“Because of the dog's joyfulness, our own is increased. It is no small gift. It is not the least reason why we should honor as love the dog of our own life, and the dog down the street, and all the dogs not yet born.“ Mary Oliver
Sophie, a 14-lb Bichon Frise, was my best friend through the most difficult years of my life—-since 2012. People think we were together all of her 21 amazing years, but she found her way to me after living most of her life in Singapore with my brother and his family. But Sophie and I packed a lifetime into the 7 years we were together! Y
We met in Nahant, Massachusetts, at my parent’s house. I was unmoored and about to move across the country to Portland, Oregon, from Virginia, and was visiting at the time Sophie came on the scene from Singapore. I had heard many Sophie tales from my brother and family over the years, but when I actually met this spry and sturdy little character, I fell head over heels. I immediately took her to Dog Beach and we got our groove on.
We clicked. We both had curly hair and we both liked to move quickly and with a good deal of zest. She was in transition, and so was I, and we really needed each other.
I won’t go into the depressing details of that early time we were together. It’s all in my book, Loveseed: The Template For Birthing A New World, and Sophie was one of the biggest reasons I got through it all and was able to write the book.
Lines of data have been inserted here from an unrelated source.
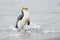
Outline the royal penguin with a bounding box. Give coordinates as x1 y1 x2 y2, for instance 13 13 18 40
15 7 30 30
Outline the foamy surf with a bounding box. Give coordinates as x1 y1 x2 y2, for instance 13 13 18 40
9 23 60 35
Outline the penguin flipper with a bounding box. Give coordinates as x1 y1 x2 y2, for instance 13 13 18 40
27 20 30 25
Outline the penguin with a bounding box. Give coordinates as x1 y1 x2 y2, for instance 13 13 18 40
15 7 30 30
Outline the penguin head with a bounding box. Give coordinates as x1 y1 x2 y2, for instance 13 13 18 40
22 6 28 11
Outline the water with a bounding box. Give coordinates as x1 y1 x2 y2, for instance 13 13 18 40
0 0 60 40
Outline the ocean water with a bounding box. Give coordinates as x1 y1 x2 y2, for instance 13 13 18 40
0 0 60 40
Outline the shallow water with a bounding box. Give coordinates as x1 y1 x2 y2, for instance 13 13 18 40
0 0 60 40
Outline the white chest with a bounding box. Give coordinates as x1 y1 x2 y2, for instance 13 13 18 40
18 12 29 28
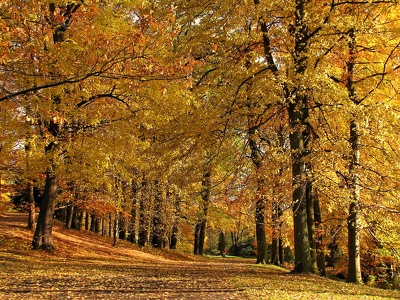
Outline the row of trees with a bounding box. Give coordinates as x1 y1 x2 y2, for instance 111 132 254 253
0 0 400 282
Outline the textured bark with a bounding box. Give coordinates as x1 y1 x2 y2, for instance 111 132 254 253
32 170 57 251
255 196 268 264
193 171 211 255
138 179 150 247
314 193 326 276
151 181 164 249
28 181 36 230
346 30 362 283
271 202 283 265
65 204 74 229
169 197 181 249
113 212 119 247
306 178 318 273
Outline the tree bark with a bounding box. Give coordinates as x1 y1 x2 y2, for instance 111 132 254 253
346 29 362 283
255 191 268 264
28 181 36 230
65 204 74 229
193 170 211 255
271 201 282 266
151 180 164 249
138 179 150 247
169 196 181 249
306 176 318 273
32 168 57 251
113 212 119 247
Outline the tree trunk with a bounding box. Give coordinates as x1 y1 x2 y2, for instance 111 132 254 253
271 201 282 266
79 210 85 231
113 212 119 247
346 29 362 283
32 168 57 251
138 179 150 247
218 230 226 251
306 177 318 273
193 223 201 255
151 180 164 249
347 120 362 283
255 193 268 264
289 99 312 273
314 192 326 276
169 196 181 249
28 181 36 230
65 204 74 229
194 171 211 255
85 212 91 230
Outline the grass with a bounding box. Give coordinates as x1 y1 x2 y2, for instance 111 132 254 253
0 214 400 300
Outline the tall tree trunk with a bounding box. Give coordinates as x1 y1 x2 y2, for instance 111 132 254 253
314 192 326 276
138 179 150 247
151 180 164 249
169 196 181 249
248 126 268 264
347 120 362 283
113 212 119 247
218 230 226 251
289 99 312 273
271 201 282 265
346 29 362 283
28 180 36 230
255 190 268 264
306 176 318 273
79 209 85 231
65 203 74 229
194 170 211 255
32 167 57 251
193 223 201 255
285 0 313 273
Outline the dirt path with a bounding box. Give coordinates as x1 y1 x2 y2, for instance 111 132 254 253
0 214 256 299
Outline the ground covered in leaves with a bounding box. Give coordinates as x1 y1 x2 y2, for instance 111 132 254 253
0 213 400 299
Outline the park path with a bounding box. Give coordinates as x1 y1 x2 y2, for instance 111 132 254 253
0 214 260 300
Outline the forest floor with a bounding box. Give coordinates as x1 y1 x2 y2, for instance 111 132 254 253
0 213 400 300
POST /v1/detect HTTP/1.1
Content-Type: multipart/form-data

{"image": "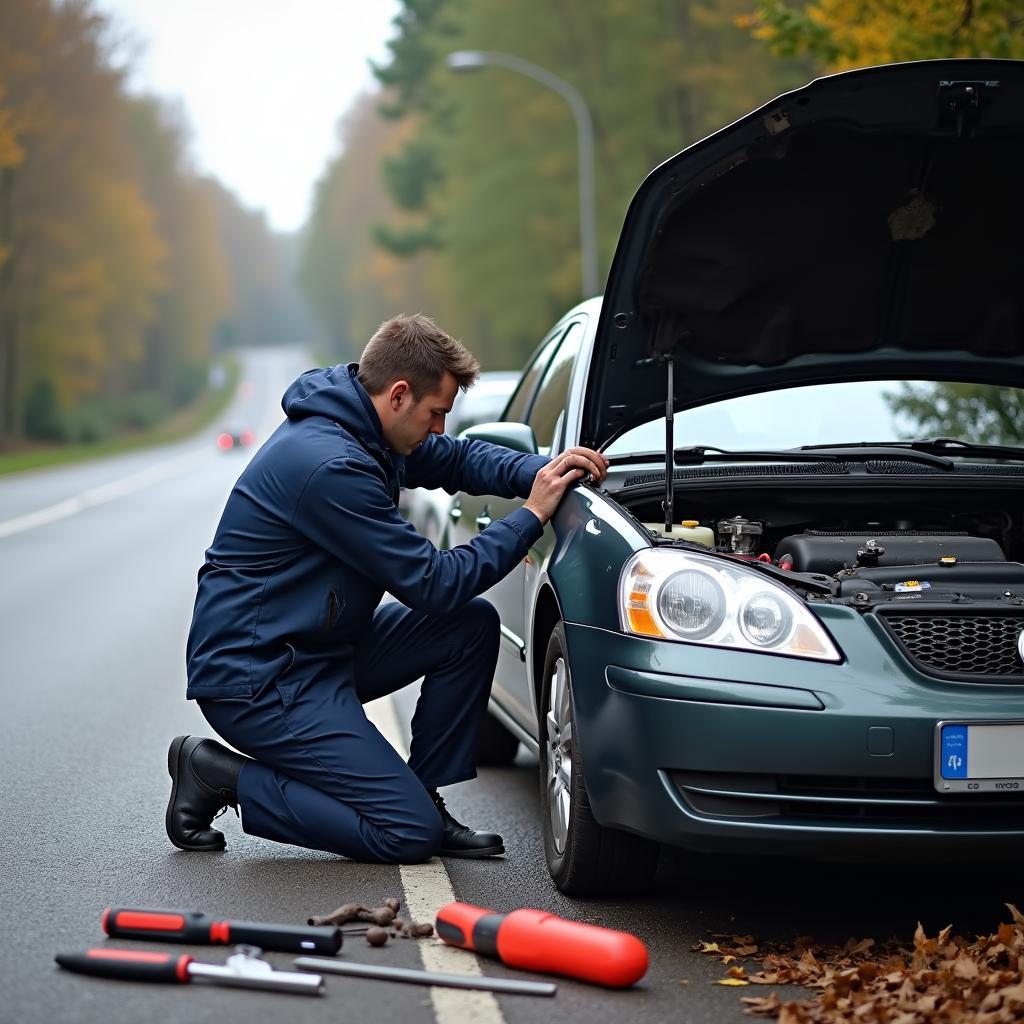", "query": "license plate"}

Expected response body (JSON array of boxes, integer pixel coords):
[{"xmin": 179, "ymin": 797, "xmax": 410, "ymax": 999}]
[{"xmin": 935, "ymin": 722, "xmax": 1024, "ymax": 793}]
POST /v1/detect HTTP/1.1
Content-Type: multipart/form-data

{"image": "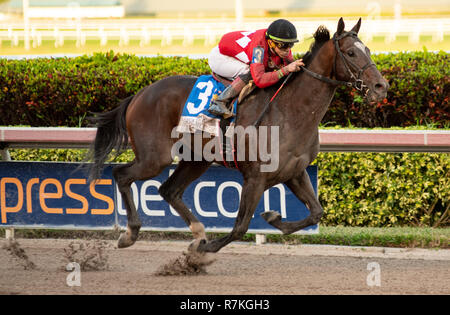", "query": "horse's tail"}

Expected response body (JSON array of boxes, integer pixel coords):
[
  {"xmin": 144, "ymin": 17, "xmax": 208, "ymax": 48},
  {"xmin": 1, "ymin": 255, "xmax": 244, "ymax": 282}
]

When both my knees blew up and my once athletic body had a hard time walking, not to mention my sinking spirits, Sophie’s joy was like manna from heaven. With her exuberant spirit even late in years, she needed to take long walks in the Oregon woods, and I came along for the ride.
We made a pact, Sophie and I, and it was one of the most important parts of our relationship. I promised her I would see her all the way to the very end of this earthly life, and if I could have a say In how it would go, I would be holding her and she would not be in pain. Making this agreement at a time I was not really seeing much reason to remain alive was very significant!
She made a kind of promise too, moment by moment, to show up full on with nothing held back.
We both kept our agreements. I realized that today, which is the day I said good-bye to Sophie’s earthly body. I had been wrestling with the question about her life for days. The quality of her life had diminished to mostly sleep, she had been taking a dog weight gainer supplement for over a year and then in the past few days, she cried when she was awake and not being held. She still gobbled down the dog casseroles I had been making her for months, so we continued on.
Sophie was masterful as he surrendered to her decline. She lived fully in the moment, and she embraced the power of her nows. She didn’t worry, or compare, or lament that her little body was scrawny or that her once abundant fur (her original name was Snowball) was sparse and yellowed. She was masterful in the art of letting go, and she expected the Universe would yield to her…and it did. The promises we made came true.
She stopped eating yesterday, and her little hind legs had given out. I had asked her over and over to let me know when she was ready, and we were at last there. I had contacted a dog intuitive the day before, but with no response, so I knew I needed to talk with Sophie directly. We always had.
She wanted me to know that she felt my love all the way to her little black nose.
She thanked me for keeping my promise.
She told me that she had more fun in these past years than she ever could have imagined.
She reminded me that life is about joy and to feel joy when I think of her.
She promised she would find me again.
I asked if she would let me know when she was around.
She said in the moments I feel joy I will know.
I thanked her for being my best of best friends.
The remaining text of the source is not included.